Though most of the audience is, perforce, seeing Die tote Stadt for the first time, I’d seen it once before, in Zurich in 2003, in Sven-Eric Bechtolf’s production with dreamlike sets by Rolf Glittenberg that weren’t entirely distant from Gussman’s. The Zurich conductor was Franz Welser-Möst – but all I remember was liking the gooey music a good deal. What I do recall were the singers – a young Emily Magee as Marietta, Norbert Schnittberg as Paul. And just as the London production’s only perfect bit of casting is – luxuriously – Gerald Finley in the secondary role of Frank/Fritz, in Zurich the part was sung by Olaf Bär.

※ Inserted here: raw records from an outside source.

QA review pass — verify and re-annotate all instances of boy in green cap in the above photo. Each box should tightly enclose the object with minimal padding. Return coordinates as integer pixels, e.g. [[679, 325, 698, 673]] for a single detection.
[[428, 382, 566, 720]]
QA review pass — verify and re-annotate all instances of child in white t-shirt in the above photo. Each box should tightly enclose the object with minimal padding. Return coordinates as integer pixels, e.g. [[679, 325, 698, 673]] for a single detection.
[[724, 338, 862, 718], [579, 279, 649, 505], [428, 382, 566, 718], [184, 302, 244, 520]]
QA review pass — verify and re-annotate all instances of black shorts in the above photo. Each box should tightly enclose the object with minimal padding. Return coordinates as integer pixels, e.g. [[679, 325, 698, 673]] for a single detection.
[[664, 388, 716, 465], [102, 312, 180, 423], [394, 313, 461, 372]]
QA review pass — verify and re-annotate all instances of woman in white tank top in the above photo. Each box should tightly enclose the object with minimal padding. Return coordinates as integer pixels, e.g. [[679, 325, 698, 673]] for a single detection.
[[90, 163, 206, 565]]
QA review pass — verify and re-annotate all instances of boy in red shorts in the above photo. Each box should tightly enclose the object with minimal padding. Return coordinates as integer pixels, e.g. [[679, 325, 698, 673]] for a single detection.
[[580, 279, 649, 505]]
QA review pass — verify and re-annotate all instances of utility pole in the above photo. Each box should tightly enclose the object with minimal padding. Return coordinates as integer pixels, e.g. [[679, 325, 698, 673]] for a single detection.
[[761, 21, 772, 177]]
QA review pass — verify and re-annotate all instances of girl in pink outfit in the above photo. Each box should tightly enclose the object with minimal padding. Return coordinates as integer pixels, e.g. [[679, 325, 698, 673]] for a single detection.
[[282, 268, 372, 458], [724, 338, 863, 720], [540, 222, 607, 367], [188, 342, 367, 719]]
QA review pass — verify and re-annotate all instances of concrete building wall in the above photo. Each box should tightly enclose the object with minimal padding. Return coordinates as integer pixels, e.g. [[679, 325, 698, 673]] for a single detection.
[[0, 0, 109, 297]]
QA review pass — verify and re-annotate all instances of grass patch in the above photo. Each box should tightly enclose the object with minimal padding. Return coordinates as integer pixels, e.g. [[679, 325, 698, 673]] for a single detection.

Maybe we ought to start a Second Night Club. In any event, I feel that the Royal Opera has proved the case for Korngold. Unlike some of my colleagues, I think enthusiastic audiences (such as the one that included me) will help Die tote Stadt to join the repertory; and I hope that soon we might even get to see (as well as hear) some of a great composer’s other operas.
Carlos says
Interesting that Norman Lebrecht also recently reviewed Die tode Stadt . He didn’t like it. My comment on his blog, repeated here:
“Whenever a critic complains about the libretto or plot of an opera, there is only one possible response:
Il Trovatore!
“Die tode stadt is not the greatest opera ever written, but it is dramatic and has music that speaks to anyone who takes the time to listen to it.”
Plain English says
Carlos, I caught up late with the Lebrecht review and your comment. But I certainly agree with your example. And as I said, I’ve actually seen another production of Die Tote Stadt, and the staging of the current Royal Opera production is better than that of the Zurich production – though the Zurich casting was a bit smarter. And I wholeheartedly endorse your conclusion. Anyway, there’s much pleasure to be had in spotting the borrowings and influences in the score, don’t you think?